Le 4 décembre 2018, les États-Unis ont opéré une véritable révolution dans l'industrie du cannabis. Une nouvelle loi sur l'agriculture signée par Donald Trump a légalisé au niveau fédéral la production de chanvre dont la concentration en tétrahydrocannabinol (THC) n'excède pas 0,3%.
L'industrie du cannabis n'a pas tardé à s'engouffrer dans la brèche en trouvant le produit idéal: le cannabidiol (CBD), une molécule du chanvre n'ayant pas les propriétés stupéfiantes du THC mais à laquelle on prête de nombreuses vertus thérapeutiques.
Ruée vers l'or vert
Outre-Atlantique, le CBD est désormais partout. Cosmétiques, bonbons, sels de bain, chocolat, bière, produits pour chiens: à peu près tous les biens de consommation courante auxquels vous pouvez penser existent en version infusée au CBD. La croissance soudaine et massive du secteur est même comparée à une nouvelle ruée vers l'or.
L'industrie pèserait déjà un milliard de dollars. Selon certains analystes, elle pourrait atteindre 24 milliards de dollars (21,6 milliards d'euros) d'ici 2023, grâce à l'arrivée d'acteurs mainstream sur le marché. CVS et Walgreen, les deux plus grandes chaînes de pharmacie du pays ont d'ores et déjà franchi le pas.
Produit miracle
Le message est simple: le CBD est un produit miracle qui a trop longtemps été injustement banni. Et maintenant que cet or vert est totalement légal, tout le monde peut profiter de ses bienfaits.
Pour répandre leur bonne parole, les producteurs poussent à fond la carte de la normalisation, en ouvrant des magasins dans des centres commerciaux et en s'éloignant de l'image traditionnelle de la weed –dealers violents et ados défoncés.
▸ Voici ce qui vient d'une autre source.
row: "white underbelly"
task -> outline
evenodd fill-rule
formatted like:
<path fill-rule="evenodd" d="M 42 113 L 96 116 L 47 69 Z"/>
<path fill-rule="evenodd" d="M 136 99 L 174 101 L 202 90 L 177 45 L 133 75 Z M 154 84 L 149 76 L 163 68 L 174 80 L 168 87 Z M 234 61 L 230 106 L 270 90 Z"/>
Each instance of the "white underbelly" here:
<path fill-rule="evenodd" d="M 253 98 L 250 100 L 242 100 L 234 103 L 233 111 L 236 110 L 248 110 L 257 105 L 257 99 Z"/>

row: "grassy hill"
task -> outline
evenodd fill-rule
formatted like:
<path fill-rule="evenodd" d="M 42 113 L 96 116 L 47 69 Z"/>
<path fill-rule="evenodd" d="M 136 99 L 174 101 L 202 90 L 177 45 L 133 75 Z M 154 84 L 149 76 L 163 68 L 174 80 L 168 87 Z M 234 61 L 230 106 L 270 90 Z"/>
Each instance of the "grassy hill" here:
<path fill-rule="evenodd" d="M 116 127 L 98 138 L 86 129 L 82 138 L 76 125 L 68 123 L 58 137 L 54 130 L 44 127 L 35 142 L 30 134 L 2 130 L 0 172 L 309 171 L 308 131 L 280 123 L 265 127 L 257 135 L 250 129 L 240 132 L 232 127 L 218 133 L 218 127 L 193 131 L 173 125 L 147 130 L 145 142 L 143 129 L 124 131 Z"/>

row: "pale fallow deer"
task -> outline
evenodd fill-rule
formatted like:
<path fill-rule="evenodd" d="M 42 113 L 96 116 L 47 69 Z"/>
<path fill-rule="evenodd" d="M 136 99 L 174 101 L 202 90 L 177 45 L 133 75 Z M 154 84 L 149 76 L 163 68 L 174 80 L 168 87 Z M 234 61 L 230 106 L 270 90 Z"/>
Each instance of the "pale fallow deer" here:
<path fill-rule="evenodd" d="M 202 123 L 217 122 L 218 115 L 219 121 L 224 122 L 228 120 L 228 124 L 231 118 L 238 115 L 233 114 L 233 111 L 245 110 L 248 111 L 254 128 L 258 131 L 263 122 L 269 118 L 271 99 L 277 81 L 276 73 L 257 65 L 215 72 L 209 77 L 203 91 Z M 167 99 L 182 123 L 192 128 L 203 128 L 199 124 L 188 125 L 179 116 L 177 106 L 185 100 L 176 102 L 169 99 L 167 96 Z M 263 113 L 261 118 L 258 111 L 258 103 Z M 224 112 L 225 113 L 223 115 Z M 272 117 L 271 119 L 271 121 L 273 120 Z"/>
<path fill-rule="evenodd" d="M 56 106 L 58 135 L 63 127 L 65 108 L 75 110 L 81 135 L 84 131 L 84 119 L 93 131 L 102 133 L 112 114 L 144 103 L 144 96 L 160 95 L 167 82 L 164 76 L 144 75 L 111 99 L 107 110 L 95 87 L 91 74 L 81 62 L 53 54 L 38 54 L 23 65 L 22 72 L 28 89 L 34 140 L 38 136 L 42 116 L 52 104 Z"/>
Le site de Curaleaf, l'un des leaders du secteur, pourrait être celui de n'importe quelle marque de cosmétiques. Design épuré, tons clairs, l'entreprise veut montrer qu'elle est une marque de wellness comme les autres.
L'argument massue de l'industrie du CBD reste son effet sur la santé, pour lequel les publicitaires n'ont pas de mots assez forts pour le vanter. Du mal de tête au cancer en passant par les douleurs liées aux règles, l'insomnie ou l'épilepsie, les vertus du CBD seraient sans limite.
Le CBD du docteur Doxey
À les écouter, le CBD est donc un produit non seulement parfaitement légal, mais aussi bénéfique en tout point. Or, ces affirmations sont au mieux discutables. La FDA, l'agence fédérale chargée d'autoriser ou non la commercialisation d'aliments et de médicaments, les nuance fortement.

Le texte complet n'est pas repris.